04.09.2014 19:12:58

DER STANDARD-Kommentar: "Das globale Kartenhaus" von Andreas Schnauder

Die EZB öffnet die Schleusen und behindert dadurch die notwendige Entschuldung (Ausgabe ET 5.9.2014)

Wien (ots) - Nun schöpft Mario Draghi aus dem Vollen. Eine weitere Zinssenkung und oben drauf ein Programm zum Ankauf von Wertpapieren soll die Deflationsängste vertreiben und die Konjunktur stimulieren. Dass die Europäische Zentralbank damit die Wende herbeizaubert, darf bezweifelt werden, ist doch die bisherige Politik der offenen Geldschleusen auch schon verpufft. Dass negative Anreize, von Preisblasen bis hin zur Stützung von Zombibanken, verstärkt werden, ist hingegen offenkundig.

Keine Frage: Der Druck auf Draghi ist durch den heftigen Konjunkturabschwung und die nachlassende Teuerung merklich gestiegen; geopolitische Risiken drohen die Eurozone in ihre dritte Rezession binnen sechs Jahren zu stürzen. Dass ein Triple Dip in Zeiten von Rekordarbeitslosigkeit und -verschuldung verheerend wäre, ist unbestritten. Dennoch marschiert die EZB in die falsche Richtung und konterkariert mit ihrer Politik die dringend notwendige Entschuldung der Volkswirtschaften und die Bereinigung der Finanzindustrie.

Die Deflationsgefahr soll keineswegs kleingeredet werden, doch muss das Preisgefüge auch im Kontext gesehen werden. Sinkende Energie- und Rohstoffpreise einerseits sowie die notwendige Strukturanpassung (Lohnzurückhaltung, Ausgabenkürzungen) in der Europeripherie drücken zwangsläufig auf die Teuerung. Der Prozess ist zweifelsohne ein schmerzhafter, doch die einzige Alternative in einer gemeinsamen Währungsunion bestünde in der dauerhaften Querfinanzierung jener Staaten, die ihren Zugang zu Export- und Kapitalmärkten verloren haben.

Auch den stockenden Geldfluss von der Notenbank hin zu den Wirtschaftsakteuren wird die EZB mit ihren Maßnahmen nicht beseitigen.
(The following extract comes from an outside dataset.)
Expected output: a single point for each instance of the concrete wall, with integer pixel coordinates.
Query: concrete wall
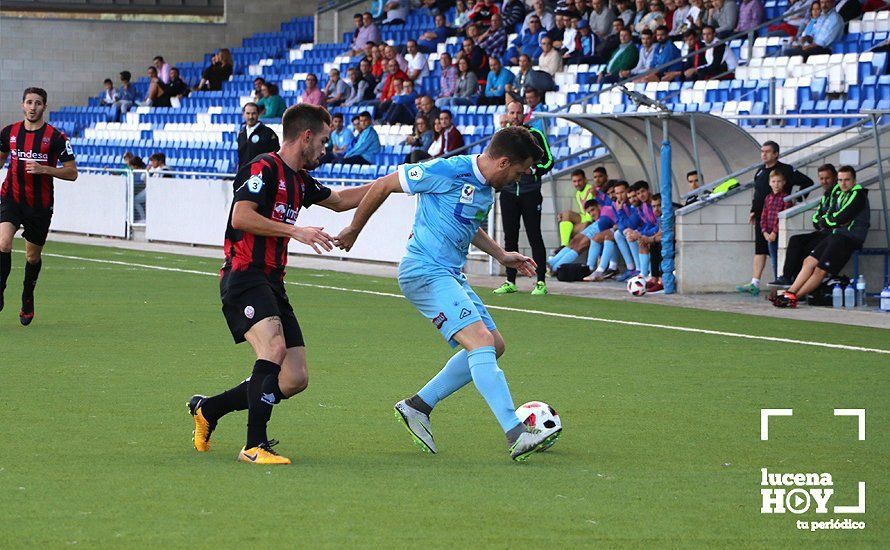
(71, 58)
Unternehmen, Haushalte und Staaten sind stark verschuldet und versuchen gerade, wieder in eine nachhaltige Balance zu gelangen. Will Draghi die Realwirtschaft wieder tiefer in die Kreide treiben und damit mühsam aufgebautes Vertrauen zunichtemachen? Vertrauen ist auch der Schlüssel für die Gesundung des Finanzsystems, das die Zentralbank mit den laufenden Stresstests zu gewinnen sucht. Neue Geldspritzen halten dagegen viele der wackelnden Institute am Leben und verhindern, die Leichen im Keller zutage zu fördern. Mit den lebensverlängernden Pillen an die Zombibanken wächst die Gefahr einer anhaltenden Stagnation nach japanischem Vorbild.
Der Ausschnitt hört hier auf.